I wonder if all this mass could be equivalent to the postulated mass of the hypothetical planet "Vulcan," which scientists assumed was there for years in order to fully explain the perihelion precession of Mercury, eh?  Maybe Newton was right all along.

Edited by Moronium
Posted

So what you are saying is that dust permeates the solar system and I should not be concerned about it accumulating on the furniture?

Well, there is that but they didn't say dust permeates the solar system, did they?  I ask because I was thinking that if there are no dust rings beyond Mars, it is because the outer planets are gaseous.  I'm not sure of that, just guessing. 

 

Another thought from this guessing one:  The rings are leftover "flotsam and jetsam" from when each inner ring planet was formed. And that around the sun is for forming a new planet.

 

How is that for good scientific guessing? 

Posted

I wonder if all this mass could be equivalent to the postulated mass of the hypothetical planet "Vulcan," which scientists assumed was there for years in order to fully explain the perihelion precession of Mercury, eh?  Maybe Newton was right all along.

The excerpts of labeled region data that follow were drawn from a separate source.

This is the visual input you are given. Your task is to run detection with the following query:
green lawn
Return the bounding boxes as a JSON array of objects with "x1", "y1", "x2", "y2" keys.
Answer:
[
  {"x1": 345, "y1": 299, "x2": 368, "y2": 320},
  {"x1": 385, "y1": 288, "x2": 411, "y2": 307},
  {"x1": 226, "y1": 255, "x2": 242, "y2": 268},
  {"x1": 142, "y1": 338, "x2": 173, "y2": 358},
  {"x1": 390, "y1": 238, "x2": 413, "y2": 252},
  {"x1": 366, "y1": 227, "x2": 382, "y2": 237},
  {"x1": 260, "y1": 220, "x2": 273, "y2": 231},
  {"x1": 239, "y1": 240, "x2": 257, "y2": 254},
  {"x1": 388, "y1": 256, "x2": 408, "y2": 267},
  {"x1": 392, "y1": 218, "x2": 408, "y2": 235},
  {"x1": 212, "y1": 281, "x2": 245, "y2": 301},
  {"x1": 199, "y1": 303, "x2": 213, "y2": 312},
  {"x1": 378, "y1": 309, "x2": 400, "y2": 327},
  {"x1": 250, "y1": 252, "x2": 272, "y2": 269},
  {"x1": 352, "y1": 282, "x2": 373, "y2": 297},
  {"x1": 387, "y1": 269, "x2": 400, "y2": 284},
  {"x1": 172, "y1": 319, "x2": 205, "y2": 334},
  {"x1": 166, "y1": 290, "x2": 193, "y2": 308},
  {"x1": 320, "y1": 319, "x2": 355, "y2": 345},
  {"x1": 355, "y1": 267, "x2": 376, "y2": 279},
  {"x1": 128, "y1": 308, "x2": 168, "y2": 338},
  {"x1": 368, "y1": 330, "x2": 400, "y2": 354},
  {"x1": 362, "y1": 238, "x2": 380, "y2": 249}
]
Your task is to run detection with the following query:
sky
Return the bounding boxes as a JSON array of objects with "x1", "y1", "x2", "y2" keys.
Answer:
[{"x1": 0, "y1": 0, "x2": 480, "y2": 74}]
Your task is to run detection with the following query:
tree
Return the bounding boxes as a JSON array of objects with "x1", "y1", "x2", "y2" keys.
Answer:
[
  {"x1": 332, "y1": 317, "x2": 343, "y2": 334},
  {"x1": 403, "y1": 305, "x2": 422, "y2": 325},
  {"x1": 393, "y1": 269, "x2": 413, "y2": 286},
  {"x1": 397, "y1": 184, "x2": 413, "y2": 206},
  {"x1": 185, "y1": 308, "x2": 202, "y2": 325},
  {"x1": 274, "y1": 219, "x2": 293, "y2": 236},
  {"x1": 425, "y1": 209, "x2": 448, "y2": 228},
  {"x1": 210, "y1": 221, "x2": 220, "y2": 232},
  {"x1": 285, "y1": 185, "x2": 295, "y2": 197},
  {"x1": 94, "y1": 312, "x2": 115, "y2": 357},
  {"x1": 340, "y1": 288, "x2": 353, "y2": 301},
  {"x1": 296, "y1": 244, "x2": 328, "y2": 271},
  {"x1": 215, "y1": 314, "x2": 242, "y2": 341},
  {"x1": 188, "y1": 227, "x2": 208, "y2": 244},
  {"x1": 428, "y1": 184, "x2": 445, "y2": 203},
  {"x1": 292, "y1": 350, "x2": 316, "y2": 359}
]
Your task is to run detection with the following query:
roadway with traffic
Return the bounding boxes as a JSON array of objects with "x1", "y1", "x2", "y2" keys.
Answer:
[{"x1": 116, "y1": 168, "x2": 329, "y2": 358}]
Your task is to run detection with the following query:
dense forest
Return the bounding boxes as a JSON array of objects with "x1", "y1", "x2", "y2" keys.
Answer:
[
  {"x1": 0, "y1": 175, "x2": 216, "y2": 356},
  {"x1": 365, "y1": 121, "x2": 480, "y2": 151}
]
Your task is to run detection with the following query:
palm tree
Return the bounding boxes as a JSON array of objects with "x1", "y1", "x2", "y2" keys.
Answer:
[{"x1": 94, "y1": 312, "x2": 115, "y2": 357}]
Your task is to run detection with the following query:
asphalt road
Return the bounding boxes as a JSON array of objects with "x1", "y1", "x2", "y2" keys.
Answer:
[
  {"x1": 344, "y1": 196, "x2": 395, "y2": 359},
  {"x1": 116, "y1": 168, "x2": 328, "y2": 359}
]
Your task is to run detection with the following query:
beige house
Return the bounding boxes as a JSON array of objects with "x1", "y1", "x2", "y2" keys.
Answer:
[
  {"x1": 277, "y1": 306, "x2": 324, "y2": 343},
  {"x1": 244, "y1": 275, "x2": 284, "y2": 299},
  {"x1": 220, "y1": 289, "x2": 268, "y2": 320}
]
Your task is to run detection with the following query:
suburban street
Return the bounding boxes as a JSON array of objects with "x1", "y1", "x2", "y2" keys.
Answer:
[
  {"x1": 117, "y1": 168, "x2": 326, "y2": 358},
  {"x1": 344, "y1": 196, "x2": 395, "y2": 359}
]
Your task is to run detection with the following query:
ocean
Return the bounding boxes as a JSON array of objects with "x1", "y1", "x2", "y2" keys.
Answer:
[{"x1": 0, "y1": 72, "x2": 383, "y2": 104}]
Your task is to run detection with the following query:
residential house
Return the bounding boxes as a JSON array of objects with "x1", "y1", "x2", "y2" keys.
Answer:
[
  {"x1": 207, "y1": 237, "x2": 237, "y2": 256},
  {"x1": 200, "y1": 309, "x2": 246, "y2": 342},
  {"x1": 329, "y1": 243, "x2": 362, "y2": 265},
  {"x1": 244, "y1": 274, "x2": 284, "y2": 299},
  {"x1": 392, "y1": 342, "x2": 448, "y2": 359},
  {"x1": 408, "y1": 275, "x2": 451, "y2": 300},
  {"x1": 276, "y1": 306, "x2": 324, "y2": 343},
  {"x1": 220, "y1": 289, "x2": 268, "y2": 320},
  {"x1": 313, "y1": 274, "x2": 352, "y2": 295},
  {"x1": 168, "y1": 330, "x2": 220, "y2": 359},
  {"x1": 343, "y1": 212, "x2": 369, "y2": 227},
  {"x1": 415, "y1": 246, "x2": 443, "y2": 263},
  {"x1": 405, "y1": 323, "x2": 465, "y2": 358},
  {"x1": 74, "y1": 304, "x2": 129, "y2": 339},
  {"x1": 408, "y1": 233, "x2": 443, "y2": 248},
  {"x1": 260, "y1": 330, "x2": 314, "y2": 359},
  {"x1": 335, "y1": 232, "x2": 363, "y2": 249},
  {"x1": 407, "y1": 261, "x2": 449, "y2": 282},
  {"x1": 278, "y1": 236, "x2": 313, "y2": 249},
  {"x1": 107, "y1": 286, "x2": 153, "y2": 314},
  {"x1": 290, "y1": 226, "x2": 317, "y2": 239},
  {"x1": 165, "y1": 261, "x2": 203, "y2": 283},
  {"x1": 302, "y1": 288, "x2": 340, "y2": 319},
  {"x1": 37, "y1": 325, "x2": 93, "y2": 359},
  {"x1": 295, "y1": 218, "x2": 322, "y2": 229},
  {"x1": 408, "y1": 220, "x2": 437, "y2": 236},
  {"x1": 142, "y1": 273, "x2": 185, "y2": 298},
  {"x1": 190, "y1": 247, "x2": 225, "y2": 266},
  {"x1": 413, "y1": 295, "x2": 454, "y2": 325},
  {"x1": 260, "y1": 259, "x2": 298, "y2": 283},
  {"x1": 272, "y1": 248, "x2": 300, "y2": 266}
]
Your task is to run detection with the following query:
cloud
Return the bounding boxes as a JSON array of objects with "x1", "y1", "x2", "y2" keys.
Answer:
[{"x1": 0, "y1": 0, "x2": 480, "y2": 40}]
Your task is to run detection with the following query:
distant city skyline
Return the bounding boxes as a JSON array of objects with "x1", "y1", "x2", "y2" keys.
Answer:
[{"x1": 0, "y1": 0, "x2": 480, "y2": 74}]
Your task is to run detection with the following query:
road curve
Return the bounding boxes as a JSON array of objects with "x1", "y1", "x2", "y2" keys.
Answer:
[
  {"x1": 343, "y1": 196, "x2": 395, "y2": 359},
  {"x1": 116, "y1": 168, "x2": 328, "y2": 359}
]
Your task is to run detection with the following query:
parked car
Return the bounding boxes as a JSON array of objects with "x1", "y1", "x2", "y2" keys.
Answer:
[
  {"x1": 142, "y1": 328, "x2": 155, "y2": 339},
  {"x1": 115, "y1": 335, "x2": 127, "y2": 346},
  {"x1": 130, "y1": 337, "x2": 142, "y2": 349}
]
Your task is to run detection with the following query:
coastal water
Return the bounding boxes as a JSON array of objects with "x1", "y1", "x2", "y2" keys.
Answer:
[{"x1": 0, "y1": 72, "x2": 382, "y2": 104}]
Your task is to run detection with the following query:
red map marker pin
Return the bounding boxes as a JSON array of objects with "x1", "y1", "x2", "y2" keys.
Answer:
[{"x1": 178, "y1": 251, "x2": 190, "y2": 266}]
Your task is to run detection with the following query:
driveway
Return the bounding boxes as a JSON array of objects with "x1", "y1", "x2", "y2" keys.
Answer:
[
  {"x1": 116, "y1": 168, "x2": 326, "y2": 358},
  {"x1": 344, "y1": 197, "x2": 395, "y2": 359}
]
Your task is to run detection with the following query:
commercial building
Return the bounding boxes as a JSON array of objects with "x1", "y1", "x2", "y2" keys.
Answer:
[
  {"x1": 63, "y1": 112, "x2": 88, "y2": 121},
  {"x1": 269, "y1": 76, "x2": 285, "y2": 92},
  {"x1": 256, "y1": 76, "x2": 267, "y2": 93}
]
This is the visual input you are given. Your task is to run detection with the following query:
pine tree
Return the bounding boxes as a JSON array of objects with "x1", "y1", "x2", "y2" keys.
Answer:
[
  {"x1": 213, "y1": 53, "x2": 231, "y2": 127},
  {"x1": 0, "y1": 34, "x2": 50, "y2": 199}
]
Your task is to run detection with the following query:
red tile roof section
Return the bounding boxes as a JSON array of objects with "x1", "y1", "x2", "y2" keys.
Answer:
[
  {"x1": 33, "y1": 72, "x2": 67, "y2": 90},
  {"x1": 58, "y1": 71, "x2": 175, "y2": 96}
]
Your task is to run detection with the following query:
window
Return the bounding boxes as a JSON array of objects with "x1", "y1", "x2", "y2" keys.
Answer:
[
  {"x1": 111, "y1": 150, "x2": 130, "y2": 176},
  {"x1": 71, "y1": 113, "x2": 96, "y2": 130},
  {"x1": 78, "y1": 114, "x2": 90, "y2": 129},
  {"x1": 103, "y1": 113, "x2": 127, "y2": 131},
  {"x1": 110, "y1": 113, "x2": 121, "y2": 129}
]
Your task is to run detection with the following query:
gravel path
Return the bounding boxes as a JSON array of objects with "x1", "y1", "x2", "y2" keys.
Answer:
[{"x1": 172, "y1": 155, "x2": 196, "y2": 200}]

A good thought, too.  Or, could Vulcan be the ring beyond Mars? 

Posted

Well, there is that but they didn't say dust permeates the solar system, did they?  

 

Well, they kinda did:

 

Using a dozen different modeling tools to simulate how dust moves around the solar system, Pokorny modeled all the dust sources he could think of, looking for a simulated Venus ring that matched the observations. The list of all the sources he tried sounds like a roll call of all the rocky objects in the solar system: Main Belt asteroids, Oort Cloud comets, Halley-type comets, Jupiter-family comets, recent collisions in the asteroid belt.

 

Posted (edited)

Again, according to wiki, some people have never given up on Vulcan:

 

In 1915, when Einstein successfully explained the apparent anomaly in Mercury's orbit, most astronomers abandoned the search for Vulcan. A few, however, remained convinced that not all the alleged observations of Vulcan were unfounded. Among these was Henry C Courten, of Dowling College, New York...

 

 

Studying photographic plates of the 1970 eclipse of the Sun, he and his associates detected several objects which appeared to be in orbits close to the Sun.[18] Even accounting for artifacts, Courten felt that at least seven of the objects were real.

 

Courten believed that an intra-Mercurial planetoid between 130 and 180 kilometres (80 and 110 mi) in diameter was orbiting the Sun at a distance of about 0.1 AU (15,000,000 km; 9,300,000 mi). Other images on his eclipse plates led him to postulate the existence of an asteroid belt between Mercury and the Sun.

 

...It has been surmised that some of these objects—and other alleged intra-Mercurial objects—may exist, being nothing more than previously unknown comets or small asteroids. No such vulcanoid asteroids have been found, and searches have ruled out any such asteroids larger than about 6 km (3.7 mi).  

Edited by Moronium
Posted (edited)

I see no reason why there shouldn't be numerous objects of varying size orbiting the sun.  The three available options are 1) fall into the sun, 2) orbit the sun, or 3) fly out of the solar system.

 

ADD:  I forgot 4) accrete with another mass.